Seeing It Clearly Now
June 16, 2025
It wasn’t just one moment. It was a pattern — a performance. And now that I’ve seen it clearly, I’ll never forget.
When I replay the events of that day, I see it with different eyes.
Not as a son. But as a man who’s no longer fooled.
My mum knows me and my sister very well. She knows our patterns, our triggers, our ways of responding — and that’s what makes this so disturbing.
She didn’t tell my sister I was coming. She handled all the communication herself, like she always has. It’s how she stays in control. She curates the narrative.
She chose the meal. I like pie and chips. I was expecting that.
But she got my sister to cook steak. She knew I don’t like steak. She knew I’d say something.
And she knew my sister doesn’t do well with sudden change or uncertainty — especially around food or structure.
So what happened?
I said, calmly, “Oh, I didn’t know we were having steak.”
There was nothing else available.
And my sister snapped — exploded even. She turned on me. Then turned on my mother.
And my mother? She just sat there, quiet, innocent, passive — playing the victim.
It was textbook.
She orchestrated it.
She knew how it would unfold.
And she let it.
If you’d told me this ten years ago, I might’ve brushed it off.
But not now. Now I see it clearly. And once you see it, you can’t unsee it.
This wasn’t the first time.
She’s used the same formula for years.
There’s always a triangle:
The perpetrator. The rescuer. The victim.
My dad was usually cast as the tyrant — the one who snapped, the one who “couldn’t handle things.”
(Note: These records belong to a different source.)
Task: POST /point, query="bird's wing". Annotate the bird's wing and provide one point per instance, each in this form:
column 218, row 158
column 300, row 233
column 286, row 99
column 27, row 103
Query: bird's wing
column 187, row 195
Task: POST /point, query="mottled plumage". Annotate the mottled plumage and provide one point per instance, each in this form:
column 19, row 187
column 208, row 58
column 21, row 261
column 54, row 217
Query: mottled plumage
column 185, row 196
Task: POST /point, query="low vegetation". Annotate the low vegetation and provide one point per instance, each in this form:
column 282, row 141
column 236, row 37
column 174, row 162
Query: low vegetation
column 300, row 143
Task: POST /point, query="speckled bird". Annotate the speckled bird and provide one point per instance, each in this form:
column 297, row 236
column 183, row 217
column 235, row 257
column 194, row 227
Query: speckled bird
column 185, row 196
My mum? The fragile victim.
And me? Somewhere between the rescuer and the next person to be blamed, depending on the day.
This time, the roles just shifted.
My sister became the weapon.
I became the one to “ruin the meal.”
And my mother — as always — sat in the centre of it all, quietly sipping her tea, as if the explosion was just a tragic accident.
But it wasn’t.
It was theatre.
And she’s been writing the script for 70 years.
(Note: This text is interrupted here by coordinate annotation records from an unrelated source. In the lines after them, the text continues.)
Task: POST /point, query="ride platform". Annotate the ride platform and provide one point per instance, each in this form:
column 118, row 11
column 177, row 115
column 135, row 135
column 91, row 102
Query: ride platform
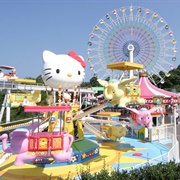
column 125, row 154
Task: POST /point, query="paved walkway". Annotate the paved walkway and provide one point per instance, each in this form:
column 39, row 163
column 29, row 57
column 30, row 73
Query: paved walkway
column 126, row 153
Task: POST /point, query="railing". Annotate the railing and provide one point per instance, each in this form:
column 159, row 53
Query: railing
column 36, row 86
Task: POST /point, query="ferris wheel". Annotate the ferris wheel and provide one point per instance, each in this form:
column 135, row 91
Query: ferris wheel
column 140, row 29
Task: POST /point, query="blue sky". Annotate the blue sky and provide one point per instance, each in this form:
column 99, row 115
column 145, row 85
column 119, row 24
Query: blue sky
column 28, row 27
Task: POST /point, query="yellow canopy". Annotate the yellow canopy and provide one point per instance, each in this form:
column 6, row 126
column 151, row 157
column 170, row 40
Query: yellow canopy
column 124, row 66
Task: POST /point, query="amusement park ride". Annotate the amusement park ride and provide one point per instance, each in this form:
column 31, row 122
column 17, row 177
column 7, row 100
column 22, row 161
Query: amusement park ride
column 57, row 135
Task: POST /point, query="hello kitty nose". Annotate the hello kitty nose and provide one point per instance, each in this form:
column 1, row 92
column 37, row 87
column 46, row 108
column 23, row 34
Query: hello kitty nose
column 69, row 75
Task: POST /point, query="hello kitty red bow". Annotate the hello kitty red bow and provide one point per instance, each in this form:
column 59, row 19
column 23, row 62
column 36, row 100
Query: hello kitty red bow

She knows exactly how to push each person just enough to break — while keeping her own hands clean. And the fact that she keeps doing it tells me everything I need to know.
She enjoys it.
I know she does.
Because if she didn’t — why would she keep choosing it?
She could use what she knows about us to create safety. Connection. Repair.
But she never has.
She uses it to create chaos — and then sits back and watches it unfold.
That’s not love. That’s not confusion.
That’s cruelty.
To the outside world, she looks lovely. Warm. Caring.
But inside this family system — it’s all manipulation.
And society often says, “But she’s your mum…” as if that erases the reality.
It doesn’t.
Not for me.
Not anymore.
And I’ll never disregard a child again when they speak about their parents — even if they don’t have the words. Because I know how it feels to live in that fog. To doubt your own memory. To wonder if you’re the problem.
I spent half my life behind broken glass.
But not anymore.
Now I see it clearly.
And I will never forget what I’ve seen.